Like many things in British politics, the job of the official U.K. election artist is a bit make-it-up-as-you-go. Dreamed up by the maverick former sports minister Tony Banks, in the early two-thousands, the post was one of the feel-good innovations of Tony Blair’s first term in office. “It just occurred to me that we have war artists, so why not have an election artist?” Banks said at the time. Each election cycle, an artist joins politicians, pundits, and news photographers on the campaign trail and produces his or her own interpretation of events. The only requirement is that the artists betray no political bias and that, upon completion, the works they create go on display in the Houses of Parliament. The painter Jonathan Yeo, the first artist appointed, in 2001, produced respectful oil portraits of Blair and his rival party leaders. Most recently, in 2015, the illustrator Adam Dant made a fantastical pen-and-ink drawing, “The Government Stable,” which crowded many of the events that he’d witnessed in the course of the campaign onto a single “Where’s Waldo?”-ish canvas more than six feet wide.
This year’s appointee, Cornelia Parker, is the first conceptual artist to take up the role, and the first woman. She is also, by some margin, more famous than previous incumbents. Since hitting the campaign trail, in early May, she has become a news item in her own right, often glimpsed with her own TV crew in tow. “It’s all very meta,” she told me recently.

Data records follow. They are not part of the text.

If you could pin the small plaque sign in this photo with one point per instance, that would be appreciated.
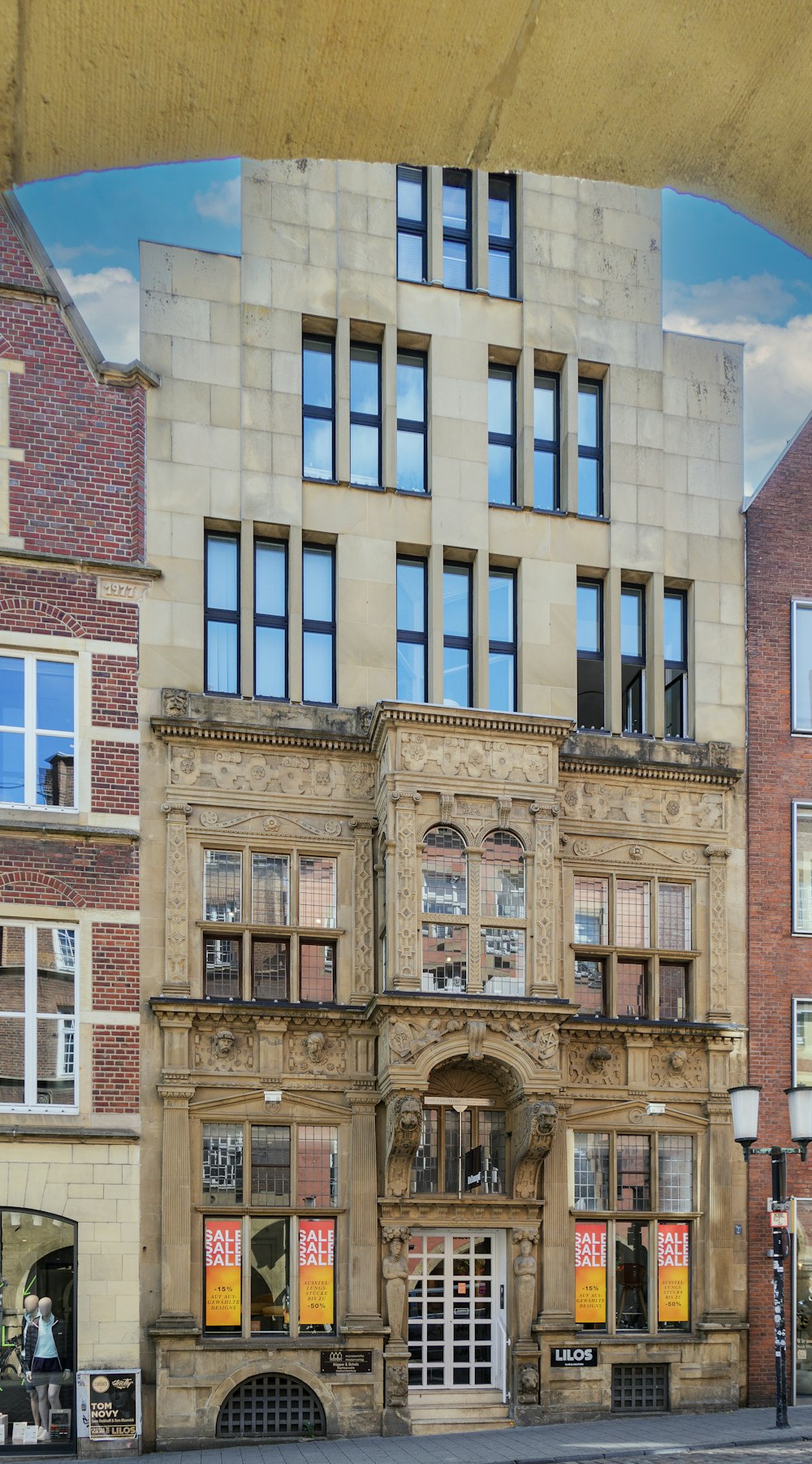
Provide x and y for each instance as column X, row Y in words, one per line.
column 574, row 1356
column 346, row 1360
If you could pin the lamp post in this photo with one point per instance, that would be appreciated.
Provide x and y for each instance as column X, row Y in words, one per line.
column 744, row 1102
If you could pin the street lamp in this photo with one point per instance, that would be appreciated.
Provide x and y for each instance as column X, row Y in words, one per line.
column 744, row 1104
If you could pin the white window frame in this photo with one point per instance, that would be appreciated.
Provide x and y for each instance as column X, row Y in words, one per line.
column 63, row 1024
column 31, row 731
column 797, row 606
column 797, row 929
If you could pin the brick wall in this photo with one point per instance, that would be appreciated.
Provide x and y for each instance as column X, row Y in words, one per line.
column 78, row 494
column 779, row 770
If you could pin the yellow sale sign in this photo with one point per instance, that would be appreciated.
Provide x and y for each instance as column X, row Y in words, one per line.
column 317, row 1264
column 590, row 1271
column 222, row 1241
column 672, row 1272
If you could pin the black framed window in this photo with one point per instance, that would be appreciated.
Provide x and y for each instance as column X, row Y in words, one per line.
column 501, row 435
column 502, row 640
column 413, row 476
column 458, row 635
column 633, row 656
column 590, row 448
column 221, row 620
column 365, row 414
column 317, row 407
column 590, row 653
column 413, row 630
column 413, row 253
column 317, row 640
column 546, row 443
column 675, row 650
column 271, row 618
column 457, row 229
column 502, row 235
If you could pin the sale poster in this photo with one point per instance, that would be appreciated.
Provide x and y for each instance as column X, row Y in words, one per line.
column 317, row 1268
column 590, row 1271
column 222, row 1241
column 672, row 1272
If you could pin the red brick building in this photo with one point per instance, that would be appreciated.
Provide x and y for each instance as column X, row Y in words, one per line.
column 71, row 577
column 779, row 522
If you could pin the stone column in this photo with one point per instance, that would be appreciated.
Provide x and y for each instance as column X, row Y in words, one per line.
column 176, row 1212
column 403, row 894
column 176, row 936
column 558, row 1246
column 719, row 1007
column 363, row 923
column 542, row 899
column 363, row 1314
column 717, row 1241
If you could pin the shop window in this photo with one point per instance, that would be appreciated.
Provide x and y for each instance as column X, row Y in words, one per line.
column 641, row 958
column 38, row 1051
column 501, row 905
column 650, row 1254
column 461, row 1153
column 271, row 1406
column 37, row 731
column 270, row 1274
column 274, row 958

Parker, who is known for creating quizzical and sometimes surreal installations, explained that she’d been considering the role since the 2015 election. At the time, her other commitments—which included working on a life-size imitation of the house from Hitchcock’s “Psycho,” which was displayed on the roof of the Met Museum in 2016—got in the way. But this year, when the election was called, just after Easter, the parliamentary committee on the arts got back in touch. This time, Parker said yes.